Para a Dama de Ferro, essa postura de parte da imprensa nacional não foi apenas um deslize estético, mas uma escolha editorial que substituiu a crítica técnica pela idolatria institucional. A cobrança da página destaca que o personalismo exacerbado em torno de figuras que deveriam prezar pela sobriedade e pela discrição ajudou a inflamar a polarização política. Segundo o perfil, é fundamental que o público se lembre de quem foram os artífices dessa “espetacularização”, cobrando responsabilidade daqueles que elevaram juízes ao status de heróis nacionais em espaços nobres de opinião.

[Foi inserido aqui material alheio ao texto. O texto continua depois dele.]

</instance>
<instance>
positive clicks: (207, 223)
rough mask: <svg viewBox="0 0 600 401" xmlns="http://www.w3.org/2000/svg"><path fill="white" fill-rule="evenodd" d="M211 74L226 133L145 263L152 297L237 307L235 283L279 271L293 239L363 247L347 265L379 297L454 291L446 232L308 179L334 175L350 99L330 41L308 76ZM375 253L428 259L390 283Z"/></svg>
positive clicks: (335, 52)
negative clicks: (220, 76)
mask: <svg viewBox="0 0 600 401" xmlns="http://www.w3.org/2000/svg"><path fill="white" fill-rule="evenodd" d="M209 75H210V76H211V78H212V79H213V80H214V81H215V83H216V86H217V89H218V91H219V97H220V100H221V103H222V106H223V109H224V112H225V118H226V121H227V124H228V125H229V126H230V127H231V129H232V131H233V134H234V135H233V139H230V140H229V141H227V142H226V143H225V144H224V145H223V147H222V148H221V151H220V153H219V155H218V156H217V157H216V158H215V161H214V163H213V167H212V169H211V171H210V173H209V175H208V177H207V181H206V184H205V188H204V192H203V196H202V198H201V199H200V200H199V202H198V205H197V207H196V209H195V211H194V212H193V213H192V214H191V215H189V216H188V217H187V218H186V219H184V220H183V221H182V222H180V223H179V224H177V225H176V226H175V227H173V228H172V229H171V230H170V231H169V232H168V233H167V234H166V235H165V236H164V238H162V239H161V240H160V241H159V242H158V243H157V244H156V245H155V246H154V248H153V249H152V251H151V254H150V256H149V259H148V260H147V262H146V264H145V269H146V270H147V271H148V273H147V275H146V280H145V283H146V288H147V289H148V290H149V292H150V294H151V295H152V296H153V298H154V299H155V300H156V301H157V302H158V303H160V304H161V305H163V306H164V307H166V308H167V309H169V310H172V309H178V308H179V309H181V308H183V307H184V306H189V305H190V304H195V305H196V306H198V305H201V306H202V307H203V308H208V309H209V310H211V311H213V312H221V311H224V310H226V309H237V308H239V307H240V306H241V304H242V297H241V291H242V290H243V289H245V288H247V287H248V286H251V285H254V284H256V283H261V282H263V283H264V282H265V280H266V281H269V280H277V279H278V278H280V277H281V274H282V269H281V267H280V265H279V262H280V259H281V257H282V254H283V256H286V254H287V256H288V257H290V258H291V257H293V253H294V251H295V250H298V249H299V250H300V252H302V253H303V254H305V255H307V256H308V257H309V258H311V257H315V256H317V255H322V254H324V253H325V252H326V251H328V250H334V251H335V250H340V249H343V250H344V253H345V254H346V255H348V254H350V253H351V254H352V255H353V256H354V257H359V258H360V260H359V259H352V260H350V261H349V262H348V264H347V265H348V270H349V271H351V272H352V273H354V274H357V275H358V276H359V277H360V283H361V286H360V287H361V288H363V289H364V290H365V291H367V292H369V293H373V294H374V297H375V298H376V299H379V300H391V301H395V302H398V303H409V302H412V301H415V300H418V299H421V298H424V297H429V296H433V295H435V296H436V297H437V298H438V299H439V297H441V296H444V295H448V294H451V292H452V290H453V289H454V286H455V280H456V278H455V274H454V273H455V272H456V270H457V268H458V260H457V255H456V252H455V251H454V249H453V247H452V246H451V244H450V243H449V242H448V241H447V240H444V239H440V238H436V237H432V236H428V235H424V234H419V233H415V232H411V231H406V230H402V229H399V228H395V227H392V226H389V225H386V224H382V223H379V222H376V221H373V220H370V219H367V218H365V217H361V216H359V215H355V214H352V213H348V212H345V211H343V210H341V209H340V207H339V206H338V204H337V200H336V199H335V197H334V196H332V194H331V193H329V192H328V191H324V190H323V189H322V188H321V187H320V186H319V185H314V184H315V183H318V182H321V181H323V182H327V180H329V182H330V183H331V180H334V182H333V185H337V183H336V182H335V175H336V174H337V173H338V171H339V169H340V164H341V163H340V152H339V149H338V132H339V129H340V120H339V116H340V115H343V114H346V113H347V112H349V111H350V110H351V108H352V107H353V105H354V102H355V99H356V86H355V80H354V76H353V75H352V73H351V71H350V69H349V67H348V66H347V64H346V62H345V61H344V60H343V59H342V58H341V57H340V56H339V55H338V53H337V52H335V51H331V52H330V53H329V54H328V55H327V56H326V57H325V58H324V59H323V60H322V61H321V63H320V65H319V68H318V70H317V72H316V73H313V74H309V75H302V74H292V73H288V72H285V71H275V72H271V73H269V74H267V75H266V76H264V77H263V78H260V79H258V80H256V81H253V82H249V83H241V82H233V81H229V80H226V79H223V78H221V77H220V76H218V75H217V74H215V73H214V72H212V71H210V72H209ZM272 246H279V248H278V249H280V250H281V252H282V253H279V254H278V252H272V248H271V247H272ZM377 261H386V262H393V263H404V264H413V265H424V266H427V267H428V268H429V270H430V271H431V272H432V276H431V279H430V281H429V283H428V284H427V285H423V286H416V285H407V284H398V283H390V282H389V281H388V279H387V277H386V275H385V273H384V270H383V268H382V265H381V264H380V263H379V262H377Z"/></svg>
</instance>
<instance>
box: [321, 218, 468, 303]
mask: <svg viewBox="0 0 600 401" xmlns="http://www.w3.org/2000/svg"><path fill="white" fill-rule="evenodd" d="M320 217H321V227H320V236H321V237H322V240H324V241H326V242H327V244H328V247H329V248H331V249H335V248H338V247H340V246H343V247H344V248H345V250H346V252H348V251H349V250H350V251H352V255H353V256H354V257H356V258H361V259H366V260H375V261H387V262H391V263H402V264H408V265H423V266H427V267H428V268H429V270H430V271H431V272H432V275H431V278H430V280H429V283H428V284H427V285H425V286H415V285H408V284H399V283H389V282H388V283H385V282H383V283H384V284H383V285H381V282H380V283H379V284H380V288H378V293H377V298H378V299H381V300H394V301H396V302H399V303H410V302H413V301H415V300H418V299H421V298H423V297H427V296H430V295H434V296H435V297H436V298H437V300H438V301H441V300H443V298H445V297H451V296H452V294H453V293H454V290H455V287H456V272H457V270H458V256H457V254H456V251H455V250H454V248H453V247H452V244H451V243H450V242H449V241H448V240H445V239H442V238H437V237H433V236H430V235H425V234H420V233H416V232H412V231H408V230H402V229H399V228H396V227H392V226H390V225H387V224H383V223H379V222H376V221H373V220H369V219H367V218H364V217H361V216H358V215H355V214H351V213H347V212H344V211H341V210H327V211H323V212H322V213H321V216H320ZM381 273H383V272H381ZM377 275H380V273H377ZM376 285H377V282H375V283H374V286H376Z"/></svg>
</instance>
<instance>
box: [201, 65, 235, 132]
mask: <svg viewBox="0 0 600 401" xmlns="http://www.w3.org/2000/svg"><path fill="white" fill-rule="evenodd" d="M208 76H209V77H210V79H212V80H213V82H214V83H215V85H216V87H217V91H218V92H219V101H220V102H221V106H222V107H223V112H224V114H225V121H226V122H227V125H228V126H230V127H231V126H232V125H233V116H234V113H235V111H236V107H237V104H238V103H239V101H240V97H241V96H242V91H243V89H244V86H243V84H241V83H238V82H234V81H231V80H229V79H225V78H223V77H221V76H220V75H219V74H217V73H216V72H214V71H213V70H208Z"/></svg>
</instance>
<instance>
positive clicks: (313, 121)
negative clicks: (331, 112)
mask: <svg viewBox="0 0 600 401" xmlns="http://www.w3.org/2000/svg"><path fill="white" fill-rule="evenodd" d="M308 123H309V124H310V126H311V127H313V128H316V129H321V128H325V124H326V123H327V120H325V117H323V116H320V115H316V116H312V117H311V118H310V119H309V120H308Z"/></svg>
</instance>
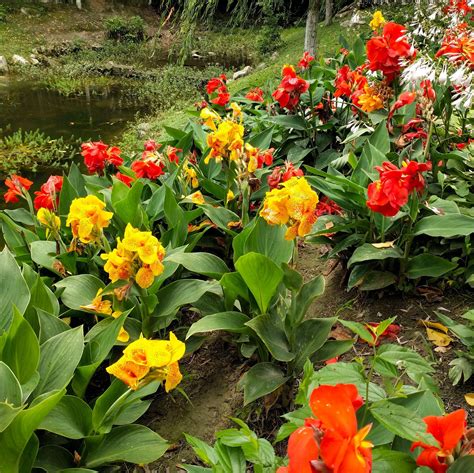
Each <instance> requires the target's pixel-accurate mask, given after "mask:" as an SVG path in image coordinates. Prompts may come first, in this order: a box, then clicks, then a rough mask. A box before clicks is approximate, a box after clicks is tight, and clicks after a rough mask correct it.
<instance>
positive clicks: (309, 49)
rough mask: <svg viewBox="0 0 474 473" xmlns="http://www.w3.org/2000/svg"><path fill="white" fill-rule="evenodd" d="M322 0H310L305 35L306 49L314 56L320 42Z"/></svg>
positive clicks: (305, 49)
mask: <svg viewBox="0 0 474 473" xmlns="http://www.w3.org/2000/svg"><path fill="white" fill-rule="evenodd" d="M320 7H321V0H309V6H308V16H307V17H306V30H305V36H304V49H305V51H308V52H309V53H310V54H311V55H312V56H314V55H315V54H316V47H317V44H318V43H317V42H318V32H317V27H318V23H319V9H320Z"/></svg>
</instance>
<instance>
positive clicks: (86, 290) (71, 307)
mask: <svg viewBox="0 0 474 473" xmlns="http://www.w3.org/2000/svg"><path fill="white" fill-rule="evenodd" d="M55 286H56V287H57V288H58V289H63V291H62V292H61V296H60V297H61V300H62V302H63V304H64V305H65V306H66V307H69V308H70V309H74V310H83V309H81V306H86V305H88V304H90V303H91V302H92V300H93V299H94V297H95V296H96V294H97V291H98V290H99V289H103V288H104V287H105V284H104V283H103V282H102V281H101V280H100V279H99V278H96V277H95V276H92V274H79V275H77V276H69V277H68V278H65V279H63V280H62V281H58V282H57V283H56V284H55Z"/></svg>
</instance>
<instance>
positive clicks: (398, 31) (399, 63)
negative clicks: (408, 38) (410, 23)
mask: <svg viewBox="0 0 474 473" xmlns="http://www.w3.org/2000/svg"><path fill="white" fill-rule="evenodd" d="M405 32H406V29H405V27H404V26H403V25H399V24H398V23H391V22H390V23H387V24H386V25H385V26H384V29H383V32H382V36H374V37H373V38H371V39H369V41H367V59H368V61H369V66H368V67H369V69H370V70H371V71H382V73H383V74H384V75H385V77H386V78H387V79H388V80H390V81H391V80H393V79H394V77H395V76H396V75H397V74H398V73H399V72H400V70H401V65H400V59H408V58H412V57H414V56H415V50H414V49H413V48H412V46H411V45H410V43H408V41H407V39H406V36H405Z"/></svg>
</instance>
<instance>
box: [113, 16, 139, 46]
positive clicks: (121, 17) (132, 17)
mask: <svg viewBox="0 0 474 473" xmlns="http://www.w3.org/2000/svg"><path fill="white" fill-rule="evenodd" d="M105 27H106V31H107V38H109V39H113V40H115V41H125V42H132V43H138V42H140V41H143V40H144V39H145V22H144V21H143V18H141V17H140V16H132V17H131V18H124V17H121V16H114V17H112V18H109V19H107V20H106V22H105Z"/></svg>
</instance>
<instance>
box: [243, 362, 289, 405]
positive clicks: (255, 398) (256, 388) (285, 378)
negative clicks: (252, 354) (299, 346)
mask: <svg viewBox="0 0 474 473" xmlns="http://www.w3.org/2000/svg"><path fill="white" fill-rule="evenodd" d="M287 380H288V378H287V377H285V375H284V374H283V371H281V369H280V368H278V366H276V365H274V364H273V363H258V364H257V365H255V366H252V368H250V369H249V370H248V371H247V372H246V373H245V374H244V375H243V376H242V378H241V379H240V381H239V387H240V388H243V390H244V405H247V404H250V403H251V402H253V401H255V400H256V399H259V398H261V397H263V396H266V395H267V394H270V393H272V392H273V391H275V390H276V389H278V388H279V387H280V386H282V385H283V384H285V383H286V381H287Z"/></svg>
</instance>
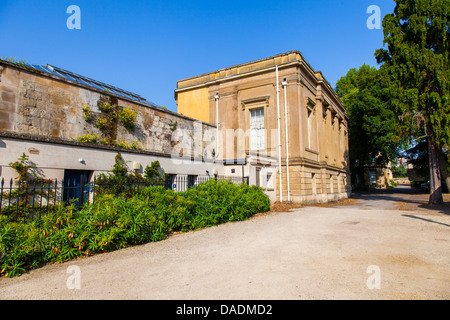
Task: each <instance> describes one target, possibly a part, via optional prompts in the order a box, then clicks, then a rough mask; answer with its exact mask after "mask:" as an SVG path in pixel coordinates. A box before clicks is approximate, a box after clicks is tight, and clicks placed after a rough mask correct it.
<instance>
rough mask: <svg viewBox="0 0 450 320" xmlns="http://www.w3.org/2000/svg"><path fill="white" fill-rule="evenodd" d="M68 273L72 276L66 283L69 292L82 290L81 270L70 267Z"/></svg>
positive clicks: (76, 268) (75, 266) (66, 272)
mask: <svg viewBox="0 0 450 320" xmlns="http://www.w3.org/2000/svg"><path fill="white" fill-rule="evenodd" d="M66 273H68V274H70V276H69V277H68V278H67V281H66V287H67V289H69V290H80V289H81V269H80V267H78V266H69V267H68V268H67V271H66Z"/></svg>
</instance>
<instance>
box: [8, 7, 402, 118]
mask: <svg viewBox="0 0 450 320" xmlns="http://www.w3.org/2000/svg"><path fill="white" fill-rule="evenodd" d="M70 5H77V6H79V7H80V9H81V30H69V29H68V28H67V26H66V21H67V19H68V18H69V16H70V14H68V13H66V11H67V8H68V7H69V6H70ZM370 5H377V6H378V7H379V8H380V9H381V17H383V16H384V15H385V14H387V13H391V12H392V11H393V9H394V7H395V3H394V2H393V1H392V0H357V1H355V0H343V1H339V0H334V1H333V0H322V1H320V0H317V1H303V0H302V1H300V0H297V1H291V0H284V1H265V0H258V1H253V0H252V1H246V0H241V1H235V0H228V1H214V0H209V1H203V0H198V1H197V0H191V1H181V0H164V1H163V0H158V1H137V0H133V1H119V0H95V1H94V0H70V1H67V0H53V1H49V0H40V1H35V0H0V57H16V58H19V59H23V60H25V61H27V62H29V63H32V64H51V65H55V66H58V67H61V68H63V69H67V70H70V71H72V72H75V73H78V74H81V75H84V76H87V77H90V78H93V79H96V80H99V81H103V82H106V83H108V84H111V85H114V86H117V87H120V88H122V89H125V90H129V91H132V92H135V93H137V94H140V95H142V96H143V97H145V98H147V99H148V100H150V101H153V102H155V103H157V104H159V105H166V106H167V108H168V109H170V110H173V111H176V102H175V99H174V90H175V88H176V83H177V80H180V79H183V78H187V77H191V76H195V75H199V74H202V73H205V72H209V71H214V70H217V69H220V68H224V67H229V66H232V65H236V64H239V63H244V62H248V61H253V60H257V59H261V58H265V57H269V56H272V55H275V54H278V53H283V52H287V51H290V50H299V51H300V52H301V53H302V54H303V56H304V57H305V59H306V60H307V61H308V62H309V63H310V64H311V66H312V67H313V68H314V69H315V70H321V71H322V72H323V74H324V76H325V78H326V79H327V80H328V82H330V84H331V86H333V87H334V86H335V84H336V81H337V80H338V79H339V78H340V77H341V76H344V75H345V74H346V73H347V71H348V70H349V69H350V68H353V67H359V66H360V65H362V64H363V63H366V64H369V65H372V66H377V65H376V60H375V58H374V52H375V50H376V49H378V48H381V47H382V46H383V31H382V30H380V29H373V30H370V29H368V28H367V26H366V21H367V19H368V18H369V17H370V14H368V13H366V11H367V8H368V7H369V6H370Z"/></svg>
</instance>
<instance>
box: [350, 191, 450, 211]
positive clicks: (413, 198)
mask: <svg viewBox="0 0 450 320" xmlns="http://www.w3.org/2000/svg"><path fill="white" fill-rule="evenodd" d="M351 198H353V199H358V200H375V201H376V200H385V201H393V202H397V203H398V205H399V207H400V205H401V204H402V203H403V204H406V206H405V208H404V209H405V210H433V211H435V212H438V213H442V214H445V215H450V195H449V194H445V195H444V203H443V204H440V205H430V204H428V198H429V193H428V192H426V191H424V190H420V189H413V188H411V187H410V186H409V185H399V186H398V187H396V188H392V189H385V190H371V191H359V192H354V193H352V195H351Z"/></svg>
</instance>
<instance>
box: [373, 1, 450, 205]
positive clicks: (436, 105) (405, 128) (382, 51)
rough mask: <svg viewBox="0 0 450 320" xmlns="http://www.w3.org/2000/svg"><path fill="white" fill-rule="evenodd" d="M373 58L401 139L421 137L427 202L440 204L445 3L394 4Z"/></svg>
mask: <svg viewBox="0 0 450 320" xmlns="http://www.w3.org/2000/svg"><path fill="white" fill-rule="evenodd" d="M395 2H396V7H395V9H394V13H393V14H387V15H386V16H385V17H384V19H383V29H384V30H383V31H384V44H385V45H387V50H385V49H379V50H377V51H376V53H375V56H376V58H377V61H378V63H380V64H381V65H382V66H381V68H380V70H381V71H382V73H384V75H386V77H387V79H388V86H389V88H390V94H391V96H392V105H393V106H394V107H395V111H396V112H397V113H398V114H399V115H400V116H401V120H403V121H402V122H401V123H402V131H403V133H404V136H405V137H408V136H413V137H415V138H416V139H417V140H419V139H421V138H426V139H427V143H428V156H429V168H430V199H429V203H430V204H438V203H442V202H443V198H442V189H441V172H440V169H439V160H438V157H439V156H438V153H439V150H442V148H443V147H445V146H447V147H448V145H449V144H450V62H449V54H450V28H449V20H450V0H427V1H424V0H421V1H419V0H395Z"/></svg>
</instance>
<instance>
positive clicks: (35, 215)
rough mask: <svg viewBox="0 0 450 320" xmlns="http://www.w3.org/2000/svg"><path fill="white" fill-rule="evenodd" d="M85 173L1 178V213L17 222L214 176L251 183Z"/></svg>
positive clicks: (0, 193)
mask: <svg viewBox="0 0 450 320" xmlns="http://www.w3.org/2000/svg"><path fill="white" fill-rule="evenodd" d="M85 179H86V178H85V177H84V176H80V177H79V178H78V179H69V180H66V181H65V180H61V181H59V180H57V179H55V180H42V179H41V180H31V181H22V180H13V179H11V180H9V181H5V179H4V178H2V180H1V181H0V191H1V192H0V215H6V216H8V217H10V218H12V219H14V220H15V221H19V220H20V219H23V220H24V221H26V220H27V219H34V218H36V217H42V216H43V215H45V214H47V213H49V212H52V211H54V210H56V209H57V208H58V207H59V206H60V205H68V204H73V205H74V206H75V208H81V207H82V206H83V205H85V204H88V203H93V202H95V197H96V196H98V195H100V194H106V193H110V194H116V195H118V196H119V195H120V196H124V197H127V195H128V196H132V195H133V194H135V193H136V192H138V191H139V189H140V188H144V187H148V186H163V187H164V188H166V189H172V190H174V191H186V190H187V189H189V188H195V187H197V186H198V185H199V184H200V183H202V182H206V181H208V180H211V179H226V180H228V181H230V182H232V183H236V184H240V183H245V184H249V178H248V177H227V176H213V175H212V176H197V175H170V174H168V175H166V176H165V177H164V178H160V179H143V178H136V177H132V176H128V177H126V178H123V179H117V178H112V177H104V176H100V177H94V178H93V179H92V180H91V181H85Z"/></svg>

Ao indagar sobre o paradeiro desses autores, a Dama de Ferro sinaliza que o silêncio atual de muitos desses formadores de opinião soa como uma tentativa de apagar um período de deslumbre inadequado. Para os seguidores da página, manter esse “arquivo vivo” é um ato de resistência contra a narrativa de uma mídia que, por vezes, abre mão do rigor jornalístico para criar ícones políticos sob medida, comprometendo a isenção necessária ao equilíbrio entre os Poderes.